There have been other intrastate presidential candidacies since those days, though none as tense as the Taft-Bricker rivalry once was.
In 1968, freshman Gov. Ronald Reagan was the “favorite son” of the California delegation to the GOP convention in Miami Beach. There he staged a last-minute, unsuccessful challenge to Richard Nixon, who had been congressman and senator from California before becoming Eisenhower’s vice president in 1953. But, after losing the governorship so spectacularly in 1962, Nixon had moved to New York and largely cut ties to his native state.
The Republican presidential contest in 1980 saw two Texans oppose each other. But John Connally, a former governor and a former Democrat, faded before the big showdown between George H.W. Bush and Reagan in the Texas Republican primary that May. At the GOP convention in Detroit, Reagan put his ex-rival on the GOP ticket, and, unlike Dewey-Bricker almost four decades earlier, Reagan-Bush won in a landslide.
In addition to Perry and Cruz, there may be other in-state rivals for the 2016 Republican presidential nomination.
There are Sen. Marco Rubio and former Gov. Jeb Bush in Florida; Gov.
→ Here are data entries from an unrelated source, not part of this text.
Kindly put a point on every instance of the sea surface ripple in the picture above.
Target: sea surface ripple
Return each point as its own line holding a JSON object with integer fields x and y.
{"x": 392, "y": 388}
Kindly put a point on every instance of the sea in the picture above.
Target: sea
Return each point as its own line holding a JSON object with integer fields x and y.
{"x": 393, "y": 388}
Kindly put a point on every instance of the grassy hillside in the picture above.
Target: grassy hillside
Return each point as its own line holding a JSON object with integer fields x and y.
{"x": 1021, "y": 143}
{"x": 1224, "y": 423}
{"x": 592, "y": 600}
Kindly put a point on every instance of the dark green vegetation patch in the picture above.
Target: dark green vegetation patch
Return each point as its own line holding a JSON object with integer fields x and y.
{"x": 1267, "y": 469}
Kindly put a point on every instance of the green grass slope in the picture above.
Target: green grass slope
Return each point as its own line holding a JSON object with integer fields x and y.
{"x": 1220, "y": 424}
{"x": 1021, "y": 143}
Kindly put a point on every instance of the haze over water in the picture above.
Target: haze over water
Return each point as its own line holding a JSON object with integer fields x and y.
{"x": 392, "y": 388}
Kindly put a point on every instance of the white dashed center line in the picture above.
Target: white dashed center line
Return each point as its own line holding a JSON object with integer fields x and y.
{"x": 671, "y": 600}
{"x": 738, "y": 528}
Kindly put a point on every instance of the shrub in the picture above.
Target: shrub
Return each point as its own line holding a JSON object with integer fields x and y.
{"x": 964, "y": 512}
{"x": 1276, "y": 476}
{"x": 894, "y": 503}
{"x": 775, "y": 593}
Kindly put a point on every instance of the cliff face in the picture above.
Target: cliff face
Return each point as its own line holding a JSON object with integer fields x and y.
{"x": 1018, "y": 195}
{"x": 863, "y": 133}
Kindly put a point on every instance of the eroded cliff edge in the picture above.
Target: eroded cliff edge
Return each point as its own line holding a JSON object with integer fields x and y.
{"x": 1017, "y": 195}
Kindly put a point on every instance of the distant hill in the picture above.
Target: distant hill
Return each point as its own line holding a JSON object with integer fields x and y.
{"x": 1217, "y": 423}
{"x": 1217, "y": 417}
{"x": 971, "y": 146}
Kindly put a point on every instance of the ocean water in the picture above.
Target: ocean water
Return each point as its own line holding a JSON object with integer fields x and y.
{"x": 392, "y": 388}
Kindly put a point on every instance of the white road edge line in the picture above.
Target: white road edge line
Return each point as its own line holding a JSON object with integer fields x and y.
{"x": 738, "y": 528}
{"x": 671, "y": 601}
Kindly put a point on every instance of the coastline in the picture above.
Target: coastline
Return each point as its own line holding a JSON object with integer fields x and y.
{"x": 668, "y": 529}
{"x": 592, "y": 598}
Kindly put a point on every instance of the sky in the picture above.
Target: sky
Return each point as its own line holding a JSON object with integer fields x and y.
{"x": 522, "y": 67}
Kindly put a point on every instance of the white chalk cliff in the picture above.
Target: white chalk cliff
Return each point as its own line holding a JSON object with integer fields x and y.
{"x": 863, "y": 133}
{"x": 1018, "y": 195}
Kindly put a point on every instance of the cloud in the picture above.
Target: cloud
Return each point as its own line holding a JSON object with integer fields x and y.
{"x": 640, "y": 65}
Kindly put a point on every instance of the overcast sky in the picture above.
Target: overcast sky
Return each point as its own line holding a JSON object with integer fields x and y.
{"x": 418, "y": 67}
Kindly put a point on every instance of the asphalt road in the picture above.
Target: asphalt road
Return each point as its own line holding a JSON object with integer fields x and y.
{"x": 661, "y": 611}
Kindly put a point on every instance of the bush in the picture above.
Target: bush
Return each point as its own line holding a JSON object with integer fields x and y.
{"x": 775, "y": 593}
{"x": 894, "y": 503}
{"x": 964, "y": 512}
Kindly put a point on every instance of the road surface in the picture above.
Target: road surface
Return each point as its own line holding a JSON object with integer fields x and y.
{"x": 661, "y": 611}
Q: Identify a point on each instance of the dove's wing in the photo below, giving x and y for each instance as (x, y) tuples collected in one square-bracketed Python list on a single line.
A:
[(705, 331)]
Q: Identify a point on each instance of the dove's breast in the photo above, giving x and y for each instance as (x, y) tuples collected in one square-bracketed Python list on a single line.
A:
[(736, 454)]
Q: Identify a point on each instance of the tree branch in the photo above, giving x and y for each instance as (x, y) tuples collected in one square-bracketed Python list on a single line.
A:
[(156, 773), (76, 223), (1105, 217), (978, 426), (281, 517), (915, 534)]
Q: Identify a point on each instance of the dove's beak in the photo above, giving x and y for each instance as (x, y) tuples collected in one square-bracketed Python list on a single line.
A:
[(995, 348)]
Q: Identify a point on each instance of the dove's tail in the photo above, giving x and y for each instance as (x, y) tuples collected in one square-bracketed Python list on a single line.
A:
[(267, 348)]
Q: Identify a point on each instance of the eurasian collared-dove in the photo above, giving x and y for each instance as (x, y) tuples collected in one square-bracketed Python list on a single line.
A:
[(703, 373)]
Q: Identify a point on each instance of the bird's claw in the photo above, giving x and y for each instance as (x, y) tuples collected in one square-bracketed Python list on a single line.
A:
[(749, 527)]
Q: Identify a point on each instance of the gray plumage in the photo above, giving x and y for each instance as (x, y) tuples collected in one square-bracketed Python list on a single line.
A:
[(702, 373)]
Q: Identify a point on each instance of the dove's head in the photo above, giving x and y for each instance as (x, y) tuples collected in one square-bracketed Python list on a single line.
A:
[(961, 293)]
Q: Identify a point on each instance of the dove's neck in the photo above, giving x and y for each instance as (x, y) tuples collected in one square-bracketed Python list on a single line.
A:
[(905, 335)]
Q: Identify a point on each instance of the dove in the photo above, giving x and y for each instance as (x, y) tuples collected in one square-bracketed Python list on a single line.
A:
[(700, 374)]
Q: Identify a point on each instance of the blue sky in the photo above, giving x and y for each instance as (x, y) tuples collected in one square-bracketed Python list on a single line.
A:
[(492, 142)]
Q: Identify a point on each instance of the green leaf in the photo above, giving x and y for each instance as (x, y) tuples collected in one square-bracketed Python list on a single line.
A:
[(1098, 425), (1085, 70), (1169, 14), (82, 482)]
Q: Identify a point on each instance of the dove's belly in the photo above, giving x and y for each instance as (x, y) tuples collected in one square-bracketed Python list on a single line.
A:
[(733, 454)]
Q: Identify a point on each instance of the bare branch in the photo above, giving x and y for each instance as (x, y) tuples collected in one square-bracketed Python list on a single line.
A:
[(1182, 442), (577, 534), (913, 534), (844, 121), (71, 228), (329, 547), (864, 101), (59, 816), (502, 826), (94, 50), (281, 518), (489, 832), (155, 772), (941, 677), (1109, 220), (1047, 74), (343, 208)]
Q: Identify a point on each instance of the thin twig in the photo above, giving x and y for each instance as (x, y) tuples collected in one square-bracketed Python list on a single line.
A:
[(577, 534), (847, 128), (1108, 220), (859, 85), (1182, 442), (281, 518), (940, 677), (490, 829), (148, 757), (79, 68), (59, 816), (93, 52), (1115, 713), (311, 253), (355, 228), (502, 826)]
Scott Walker and US Rep. Paul Ryan in Wisconsin; and, an echo of 1940, Gov. John Kasich and Sen. Rob Portman in Ohio.
In all these cases, the battle for control of a state’s delegation to the GOP national convention in Cleveland likely will be averted by one or both candidates’ dropping out of the race or by some sort of Bricker-Taft arrangement, whereby turns are taken.
Political junkies have been denied a real fight at a major-party convention for a very long time, because nominations are wrapped up in primaries months before the first gavel falls. But that won’t stop us from having fun with the speculation game.